The CYC is the only creative-writing-focused organization in Grand Rapids, serving students ages 6-18—the CYC fulfills its mission of empowering students’ voices through creative writing workshops, tutoring, and afterschool programs. To learn about a day in CYC programming, click here, and to find out more about the CYC’s writing workshops, click here.

This is the second performance of “The Sketches that Lived,” a show based on and inspired by sketches written by the CYC students and performed by local adult actors during this year’s LaughFest. This free, all-ages performance will feature brand new material written by this year’s students.

Amy Gascon, the director of “The Sketches that Lived” and of the upcoming encore, speaks to the value of having adults perform the work of students. “I’m not sure if it hits them until they’re at the show with the lights and the audience and just this wonderful positive energy surrounding their work,” says Gascon.

While this positive energy comes from the audience and crowd, the actors play a large role in bringing these stories to life while highlighting the students’ voices.

Will Oltman, a returning actor from the first show, says “I am most excited to perform work written by students that is unencumbered by natural restraints that adulthood brings. I get to experience the creativity of youth once more.”

The creativity in youth encompasses a wide spectrum in stories—Gascon notes the variety in the stories the students told in their sketches.

For this performance, students have been working hard on their sketches. One student, Adrian, says the sketch writing process “was a little troubling at first and then it turned into a good time.”

While it might be a little tricky to write sketches, Lis Hatfield, another actor in the upcoming “Sketches,” says “Sketches can be short and silly – you want to try and make things larger than life and kids tend to be awesome at letting their imagination run wild.”

In preparation for the show, the students have learned about writing stage directions, creating setting, and writing dynamic characters. It suffices to say that the students are just as excited, if not more, than the actors.

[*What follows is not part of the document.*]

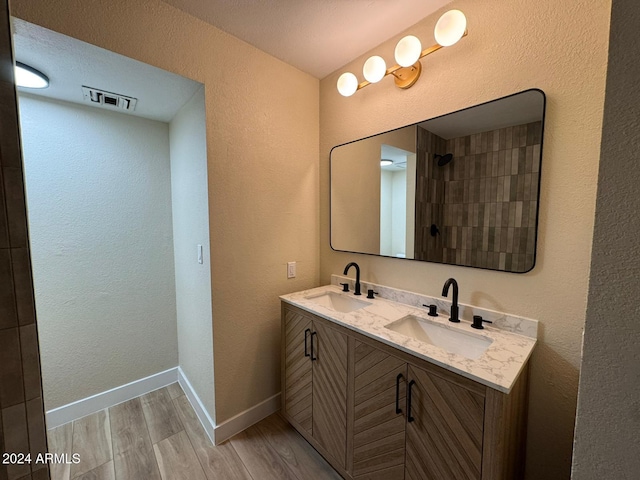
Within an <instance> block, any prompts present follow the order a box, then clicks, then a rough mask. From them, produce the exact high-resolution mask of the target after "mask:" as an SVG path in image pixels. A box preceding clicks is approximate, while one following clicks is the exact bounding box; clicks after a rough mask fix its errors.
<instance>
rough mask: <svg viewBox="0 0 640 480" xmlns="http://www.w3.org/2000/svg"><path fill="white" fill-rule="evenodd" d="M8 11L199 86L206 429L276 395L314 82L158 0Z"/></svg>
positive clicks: (316, 204)
mask: <svg viewBox="0 0 640 480" xmlns="http://www.w3.org/2000/svg"><path fill="white" fill-rule="evenodd" d="M11 7H12V15H14V16H16V17H19V18H22V19H24V20H27V21H29V22H33V23H36V24H38V25H42V26H44V27H46V28H50V29H52V30H55V31H58V32H61V33H63V34H66V35H70V36H72V37H75V38H78V39H80V40H83V41H86V42H89V43H92V44H94V45H98V46H100V47H103V48H106V49H109V50H112V51H114V52H117V53H120V54H123V55H126V56H128V57H131V58H134V59H136V60H140V61H142V62H145V63H148V64H151V65H154V66H156V67H159V68H163V69H165V70H168V71H171V72H174V73H177V74H180V75H183V76H185V77H189V78H192V79H194V80H197V81H199V82H201V83H203V84H204V85H205V98H206V118H207V157H208V176H209V225H210V241H211V257H210V258H211V277H212V305H213V335H214V365H215V395H216V399H215V407H216V412H215V415H216V421H217V423H221V422H223V421H224V420H226V419H228V418H230V417H232V416H233V415H235V414H237V413H240V412H242V411H243V410H245V409H247V408H250V407H252V406H254V405H256V404H257V403H259V402H261V401H263V400H265V399H266V398H269V397H270V396H272V395H275V394H277V393H278V392H279V391H280V378H279V368H280V361H279V357H280V305H279V302H278V300H277V295H278V294H282V293H286V292H292V291H296V290H302V289H304V288H308V287H311V286H314V285H316V284H317V282H318V248H319V247H318V239H319V233H318V214H317V211H318V143H319V140H318V80H316V79H314V78H312V77H311V76H309V75H307V74H304V73H302V72H300V71H299V70H296V69H295V68H293V67H290V66H288V65H286V64H284V63H283V62H281V61H279V60H276V59H274V58H273V57H271V56H269V55H267V54H265V53H263V52H261V51H259V50H257V49H256V48H254V47H252V46H250V45H248V44H246V43H244V42H241V41H239V40H237V39H235V38H234V37H231V36H230V35H228V34H226V33H224V32H222V31H221V30H218V29H216V28H214V27H211V26H210V25H208V24H205V23H204V22H201V21H199V20H197V19H195V18H194V17H191V16H189V15H186V14H184V13H182V12H181V11H179V10H176V9H174V8H172V7H170V6H169V5H167V4H165V3H163V2H160V1H158V0H133V1H132V0H113V1H110V2H103V1H99V0H91V1H83V0H58V1H56V2H49V1H47V0H14V1H12V2H11ZM293 260H295V261H297V262H298V269H297V273H298V276H297V278H296V279H293V280H287V278H286V262H287V261H293Z"/></svg>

Zoe, a student in the CYC’s Afterschool Adventure program, knows the thrill she will experience seeing her work performed. “My parents and grandma are so proud of me,” she says. “It is my chance to become a talented writer. This is my dream. And dreams really can come true.”

And the students at the CYC come into programming as talented writers: programming acts to share the vast talents of the students.

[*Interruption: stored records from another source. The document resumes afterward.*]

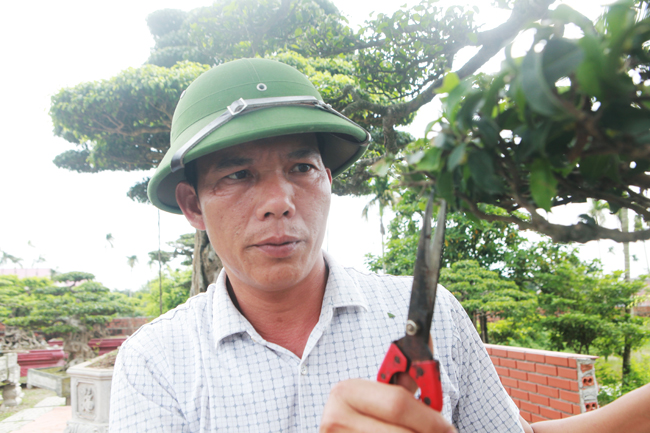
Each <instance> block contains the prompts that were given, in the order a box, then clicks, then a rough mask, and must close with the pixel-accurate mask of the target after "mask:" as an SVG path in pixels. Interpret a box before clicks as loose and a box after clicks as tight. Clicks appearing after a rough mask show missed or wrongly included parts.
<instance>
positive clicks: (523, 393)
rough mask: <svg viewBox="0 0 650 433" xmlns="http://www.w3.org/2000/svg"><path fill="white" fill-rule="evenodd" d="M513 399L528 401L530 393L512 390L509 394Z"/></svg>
mask: <svg viewBox="0 0 650 433" xmlns="http://www.w3.org/2000/svg"><path fill="white" fill-rule="evenodd" d="M508 394H510V396H511V397H513V398H520V399H522V400H528V393H527V392H526V391H520V390H518V389H512V390H510V392H509V393H508Z"/></svg>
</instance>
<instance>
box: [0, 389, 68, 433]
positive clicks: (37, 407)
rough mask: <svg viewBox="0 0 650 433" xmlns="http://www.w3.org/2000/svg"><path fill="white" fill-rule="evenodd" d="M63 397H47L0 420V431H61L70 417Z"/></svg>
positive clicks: (47, 431) (15, 431)
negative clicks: (32, 405)
mask: <svg viewBox="0 0 650 433" xmlns="http://www.w3.org/2000/svg"><path fill="white" fill-rule="evenodd" d="M64 405H65V398H63V397H47V398H45V399H43V400H41V401H40V402H39V403H37V404H36V406H34V407H33V408H31V409H25V410H21V411H20V412H18V413H17V414H14V415H12V416H10V417H9V418H7V419H5V420H3V421H2V422H0V433H10V432H14V433H63V430H65V426H66V423H67V422H68V420H69V419H70V418H71V417H72V410H71V408H70V406H64Z"/></svg>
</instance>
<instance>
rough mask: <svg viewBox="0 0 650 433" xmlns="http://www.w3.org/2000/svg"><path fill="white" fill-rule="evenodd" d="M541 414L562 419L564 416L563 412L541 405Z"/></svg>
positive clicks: (548, 417) (548, 416)
mask: <svg viewBox="0 0 650 433" xmlns="http://www.w3.org/2000/svg"><path fill="white" fill-rule="evenodd" d="M539 414H540V415H542V416H545V417H546V418H548V419H560V418H562V414H561V413H560V412H558V411H556V410H553V409H549V408H547V407H540V408H539Z"/></svg>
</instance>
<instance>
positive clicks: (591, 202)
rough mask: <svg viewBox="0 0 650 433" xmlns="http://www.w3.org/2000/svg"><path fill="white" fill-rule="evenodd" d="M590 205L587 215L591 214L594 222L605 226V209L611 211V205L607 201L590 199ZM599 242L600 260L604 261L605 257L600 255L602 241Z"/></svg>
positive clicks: (603, 200)
mask: <svg viewBox="0 0 650 433" xmlns="http://www.w3.org/2000/svg"><path fill="white" fill-rule="evenodd" d="M589 203H590V204H591V206H590V207H589V210H588V211H587V213H588V214H589V216H590V217H592V218H593V219H594V222H595V223H596V225H599V226H601V225H603V223H604V222H605V209H609V205H608V204H607V202H606V201H604V200H593V199H590V200H589ZM597 242H598V258H600V261H601V262H602V261H603V256H602V255H601V254H600V240H598V241H597Z"/></svg>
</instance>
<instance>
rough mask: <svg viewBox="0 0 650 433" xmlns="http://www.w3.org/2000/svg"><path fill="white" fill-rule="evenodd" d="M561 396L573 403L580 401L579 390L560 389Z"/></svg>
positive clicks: (579, 402) (575, 402)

“I think the students really feel proud of what they’ve done,” says Gascon.

Some of these sketches will be published in the CYC’s upcoming anthology of the students’ work, The Book of Explosions. This will be the fifth edition, which highlights students flexing their creative muscles in sketch writing as well as other genres. The various books highlighting the students’ work will be available for purchase at the show.

Of the show, fifth grader India promises, “It will be fun and magical!”